In Workflow, the same logic often requires multiple condition steps. As additional tasks are added to each branch, relevant steps quickly move out of view. Understanding which branch was selected, and what happens next, often requires stepping through execution or extensive scrolling.

In other words, Automate emphasizes visual clarity of outcomes, while Workflow relies more heavily on procedural inspection during runtime.

A workflow, showing vertical steps and multiple branches to the right and additional steps.

Scripting feedback reduces the need for stepping

Step-by-step debugging is required in Workflow when scripting is involved. The Run Script task (JScript) provides no feedback while you are writing code. Issues such as a missing semicolon, a typo, or an incorrect call to an internal API are only detected when the process is executed. As a result, step-by-step debugging is often used simply to locate where a script failed.

In Automate, script-based nodes such as the function node benefit from editor-time feedback. Common syntax and language errors are surfaced while editing, reducing the need to run to discover basic problems and allowing debugging to focus on flow logic and data rather than locating trivial script errors.

An example of a script in Automate, in an editing window with feedback on the script.

From stepping to testing

Debugging in OL Connect Automate is typically done using debug nodes placed at strategic points in the flow. This node provides a simple way to output message payloads or other data to the Debug sidebar. While this may initially feel like extra setup, it enables something that step-by-step debugging does not do well: repeatable testing and the ability to compare values across multiple steps.

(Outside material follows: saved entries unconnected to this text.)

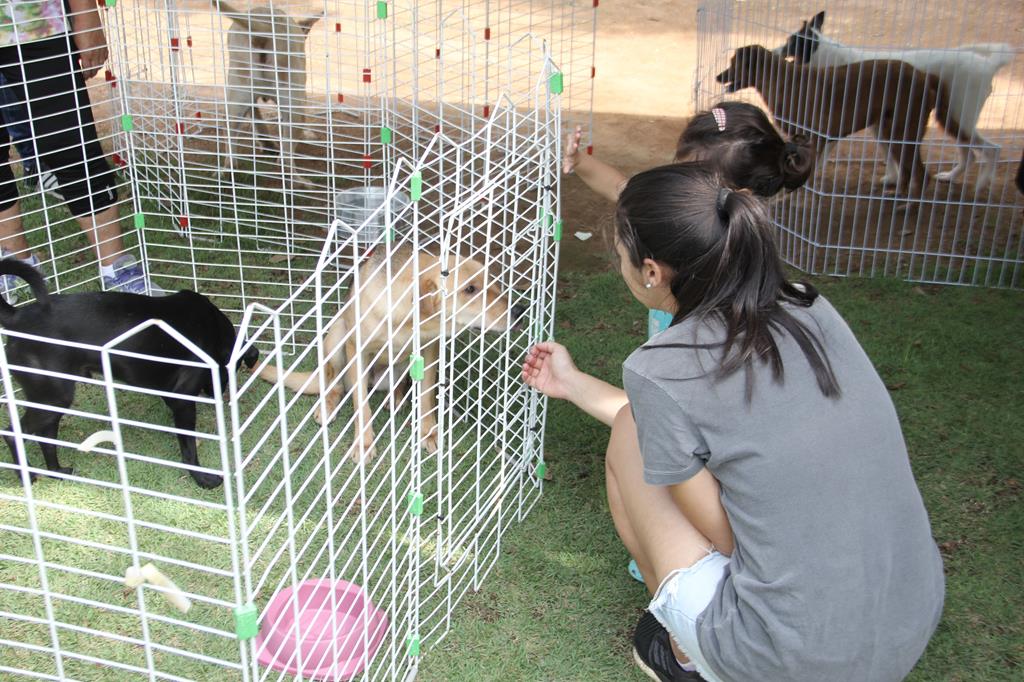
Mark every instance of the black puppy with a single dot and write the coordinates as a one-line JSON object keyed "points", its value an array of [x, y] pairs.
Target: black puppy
{"points": [[95, 318]]}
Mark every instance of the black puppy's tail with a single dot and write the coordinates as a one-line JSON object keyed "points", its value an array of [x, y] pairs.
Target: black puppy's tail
{"points": [[30, 274]]}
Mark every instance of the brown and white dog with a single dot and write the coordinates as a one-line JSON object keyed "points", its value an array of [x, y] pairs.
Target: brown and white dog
{"points": [[266, 51], [892, 97], [378, 324]]}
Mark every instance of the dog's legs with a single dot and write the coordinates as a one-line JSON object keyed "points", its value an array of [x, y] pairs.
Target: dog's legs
{"points": [[44, 424], [240, 107], [428, 422], [41, 422], [891, 177], [363, 448], [950, 175], [335, 358], [184, 419], [907, 156]]}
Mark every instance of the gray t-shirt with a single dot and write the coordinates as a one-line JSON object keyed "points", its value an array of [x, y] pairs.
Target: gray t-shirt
{"points": [[835, 574]]}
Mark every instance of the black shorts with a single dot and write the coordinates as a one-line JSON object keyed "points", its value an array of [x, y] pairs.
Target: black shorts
{"points": [[43, 74]]}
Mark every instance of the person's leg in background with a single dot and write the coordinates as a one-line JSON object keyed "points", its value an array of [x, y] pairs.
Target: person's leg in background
{"points": [[67, 143], [15, 120]]}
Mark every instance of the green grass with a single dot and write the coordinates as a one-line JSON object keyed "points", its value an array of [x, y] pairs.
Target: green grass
{"points": [[560, 605]]}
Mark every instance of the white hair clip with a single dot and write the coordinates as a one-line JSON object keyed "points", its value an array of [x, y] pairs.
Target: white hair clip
{"points": [[719, 115]]}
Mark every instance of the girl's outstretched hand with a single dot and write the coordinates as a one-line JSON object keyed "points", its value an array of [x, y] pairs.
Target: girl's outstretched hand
{"points": [[570, 157], [549, 369]]}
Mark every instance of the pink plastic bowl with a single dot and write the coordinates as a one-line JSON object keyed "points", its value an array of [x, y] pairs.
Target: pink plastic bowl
{"points": [[335, 640]]}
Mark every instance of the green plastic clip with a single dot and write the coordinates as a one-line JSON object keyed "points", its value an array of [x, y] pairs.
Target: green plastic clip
{"points": [[245, 622], [416, 185], [556, 82], [416, 367], [416, 504]]}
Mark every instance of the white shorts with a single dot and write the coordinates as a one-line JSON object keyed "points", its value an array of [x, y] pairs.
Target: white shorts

With step-by-step debugging, values from earlier steps are often lost as execution moves forward. In OL Connect Automate, debug output is preserved in the Debug panel, making it easy to review and compare data from different points in the flow during a single run or across multiple test runs.

A common and effective pattern is to build a small test harness directly into the flow. For example, you might create several Inject nodes that feed the flow with different input scenarios:

  • a small data file (1 record)

  • a larger data file (100 records)

  • a data file with error scenario A

  • a data file with error scenario B

Each scenario can be triggered with a single click. Because this test setup lives in the flow itself, it is preserved across editing sessions and can be reused whenever the flow is modified.

In the sample flow below, the top group contains four test scenarios triggered by Inject nodes.

A flow with a test scenario and a debug node, as described in the text.

This approach applies to common integration patterns:

  • Folder capture flows can be tested by copying known test files into the watched folder.

  • REST-based flows (http in node) can be exercised using simple local calls (http request node).

In Workflow, testing these scenarios often requires manually selecting sample data per run or using external tools to trigger REST calls. That makes testing possible, but less immediate and less repeatable.

Tip: The test-harness pattern shown here is described in Automate sample data testing.

A shift in expectations

For users migrating from Workflow, the key shift is this:

Automate favors visibility and repeatable execution over step-by-step inspection.

Rather than walking through a process one step at a time, flows are designed so that execution paths are easy to see and test inputs are easy to replay. Over time, many users find this approach faster and more reliable, especially as flows evolve and need to be retested regularly.

Step-by-step debugging remains valuable in environments where execution is difficult to observe or replay. However, in OL Connect Automate, the canvas model, editor-time scripting feedback, and built-in testing patterns often remove much of that need.